Avez-vous d’autres questions à me poser ? Parlez.
– Seigneur, hier, et pas seulement hier, nous réfléchissions à ta parole : “ Vous siégerez sur douze trônes pour juger les douze tribus d’Israël. ” Mais désormais, nous sommes onze…
– Choisissez le douzième. Cela te revient, Pierre.
– A moi ? Non, pas à moi, Seigneur ! Désigne-le toi-même.
– J’ai choisi mes douze apôtres une fois et je les ai formés. Puis j’ai choisi leur chef. Plus tard, je leur ai donné la grâce et leur ai infusé l’Esprit Saint. Il leur appartient maintenant de marcher tout seuls, car ce ne sont plus des nourrissons incapables de le faire.
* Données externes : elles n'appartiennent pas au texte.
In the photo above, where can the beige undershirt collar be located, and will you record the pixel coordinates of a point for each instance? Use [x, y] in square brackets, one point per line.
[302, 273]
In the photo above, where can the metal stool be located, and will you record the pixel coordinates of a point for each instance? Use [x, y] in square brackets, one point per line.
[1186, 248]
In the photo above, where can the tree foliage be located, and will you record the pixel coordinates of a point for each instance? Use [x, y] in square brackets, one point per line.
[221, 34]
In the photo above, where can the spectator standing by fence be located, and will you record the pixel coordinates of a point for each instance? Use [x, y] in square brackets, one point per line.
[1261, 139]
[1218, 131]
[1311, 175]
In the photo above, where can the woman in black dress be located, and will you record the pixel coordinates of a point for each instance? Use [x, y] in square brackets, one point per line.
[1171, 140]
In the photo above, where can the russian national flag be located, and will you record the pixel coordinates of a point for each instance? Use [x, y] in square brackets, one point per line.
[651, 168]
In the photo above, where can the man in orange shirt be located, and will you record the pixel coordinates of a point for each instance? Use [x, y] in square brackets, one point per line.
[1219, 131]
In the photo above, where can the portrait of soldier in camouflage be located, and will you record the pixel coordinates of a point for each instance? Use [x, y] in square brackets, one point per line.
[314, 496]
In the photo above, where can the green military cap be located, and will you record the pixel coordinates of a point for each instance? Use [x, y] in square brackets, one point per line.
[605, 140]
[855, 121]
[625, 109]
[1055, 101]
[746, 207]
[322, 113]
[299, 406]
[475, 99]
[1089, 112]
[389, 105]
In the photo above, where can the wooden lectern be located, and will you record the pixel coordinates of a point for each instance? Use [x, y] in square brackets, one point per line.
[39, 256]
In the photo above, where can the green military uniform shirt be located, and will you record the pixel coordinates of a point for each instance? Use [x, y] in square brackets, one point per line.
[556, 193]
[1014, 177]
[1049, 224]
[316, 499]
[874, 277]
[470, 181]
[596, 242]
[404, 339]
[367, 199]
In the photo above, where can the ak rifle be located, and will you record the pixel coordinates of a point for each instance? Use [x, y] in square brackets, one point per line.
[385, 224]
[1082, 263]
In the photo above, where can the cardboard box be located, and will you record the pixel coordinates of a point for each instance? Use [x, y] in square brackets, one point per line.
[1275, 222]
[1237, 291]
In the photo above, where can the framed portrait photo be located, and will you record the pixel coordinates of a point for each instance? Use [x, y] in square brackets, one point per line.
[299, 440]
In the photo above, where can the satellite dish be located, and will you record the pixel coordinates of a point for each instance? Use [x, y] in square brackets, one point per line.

– Mais dis-nous, au moins, où nous devons porter nos regards…
– Voilà la partie élue du troupeau, répond Jésus en faisant un vaste geste circulaire au-dessus des diciples — la partie des soixante-douze disciples restée sur place.
– Non, Seigneur, pas nous! La place du traître nous fait peur, supplient-ils.
– Alors prenons Lazare. Est-ce ta volonté, Seigneur ? »
Jésus se tait.
« Joseph d’Arimathie ? Nicodème ? »
Jésus se tait.
« Mais oui ! Prenons Lazare.
– C’est à l’ami parfait que vous pensez donner cette place dont vous ne voulez pas ? demande Jésus.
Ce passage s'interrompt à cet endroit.